2. Why are you a good scientist?
This was a tough one but I nailed it because I made the interviewer smile and answer my follow-up questions.
My answer was simply, “I’m a good scientist because I think about WHERE and HOW my actions are going to end up in terms of achieving a goal that will ultimately help other people and myself in the long-term, not just fulfill my own personal short-term needs.”
3. Are you an ethical scientist?
If you get this question, my advice is to confidently look the interviewers in the eyes without hesitating and confirm that you are definitely an ethical scientist because you do question your work over and over again for consistency and reproducibility.
You should of course do this before saying it.
4. How do you handle pressure?
What a great question!
Thanks to the Association’s training videos I was expecting a question similar to this and said, “There are different types and intensities of pressure but in general I handle it by staying logical, sticking with my plans while staying flexible, and managing my time better and better until I see the project through to the end.”
5. If I gave you XYZ cells and asked you XYZ questions—what experiments would you do?

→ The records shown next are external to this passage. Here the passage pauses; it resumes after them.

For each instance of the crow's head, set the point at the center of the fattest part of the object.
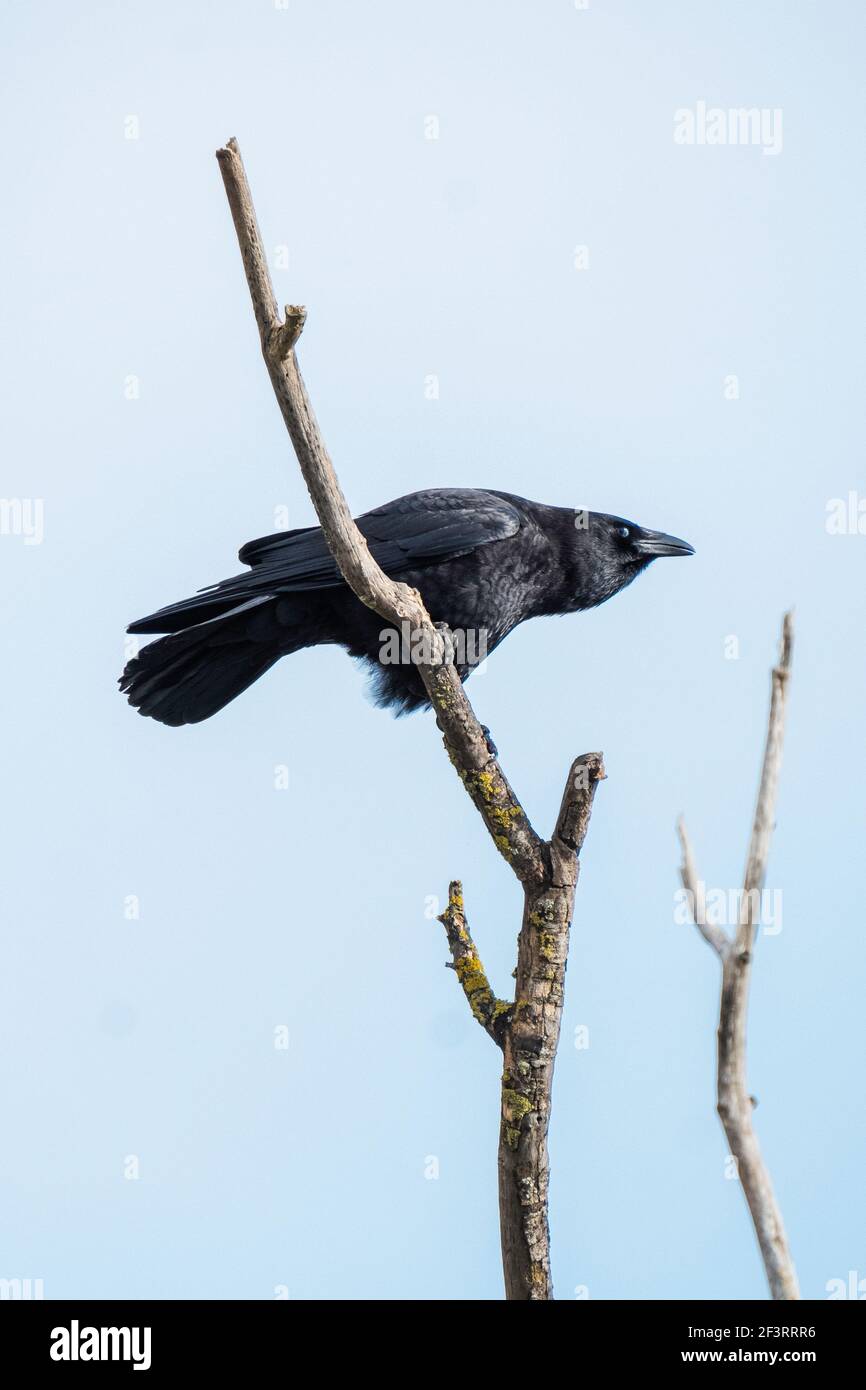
(609, 552)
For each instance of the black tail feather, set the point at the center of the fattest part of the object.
(189, 676)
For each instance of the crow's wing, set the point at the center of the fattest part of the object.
(423, 527)
(417, 530)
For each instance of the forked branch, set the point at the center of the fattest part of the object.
(528, 1029)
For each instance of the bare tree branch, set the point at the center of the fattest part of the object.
(688, 875)
(528, 1029)
(734, 1102)
(494, 1015)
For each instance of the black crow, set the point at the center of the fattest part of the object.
(483, 562)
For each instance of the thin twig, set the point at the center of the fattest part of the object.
(734, 1102)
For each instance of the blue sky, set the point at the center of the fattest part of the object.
(139, 413)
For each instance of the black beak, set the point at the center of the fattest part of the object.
(655, 542)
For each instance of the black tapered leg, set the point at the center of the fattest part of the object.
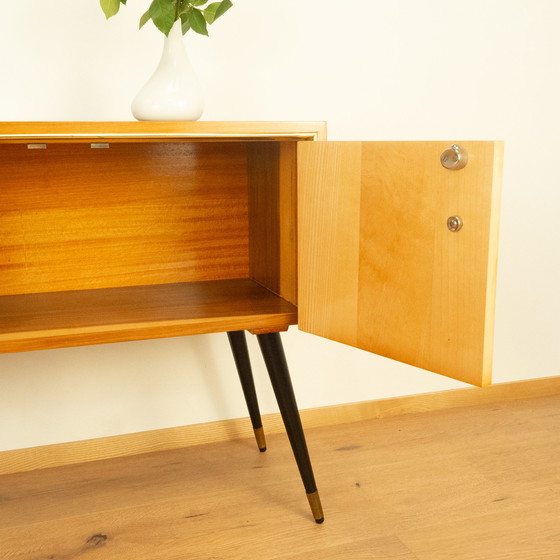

The above question is a generic version of a question I was asked about keratinocytes.
The answer I gave is the same you should give but with specific technical information that relates your past research and skillsets to the research needs of the company.
No matter the research, the best way to field this question is by saying something like, “I would first work to understand the background of the problem and research. I would check to see what has already been discovered before jumping in and making quick and erroneous conclusions. At the same time, I would try to see the problem from different, untried perspectives.”
While it’s good to corroborate findings, it’s also important to communicate that you will be eager to try new angles.
6. What if things don’t work?
This is a question where you can give an example of when you used problem solving.
Give a concrete example from your previous work of a time you successfully fixed something that wasn’t working.
BUT remember that it’s not only important to show your perseverance, you need to make it clear that you understand priorities.
If the same experiment doesn’t work many times in a row it’s a waste of resources to keep going. Pivot.
Show that you can move on from something that doesn’t work and focus on the next project.
In industry, a dead end project will be dropped ASAP because the longer it stays alive the more money it costs the company.
By challenging yourself to think about how you would respond to these and other tough interview questions, you will put yourself ahead of other PhD job candidates who are just winging it. The more you practice, the more natural your answers will be.
If you practice answering tough interview questions long enough, you’ll come off as relaxed and natural answering any question, even those you haven’t prepared for.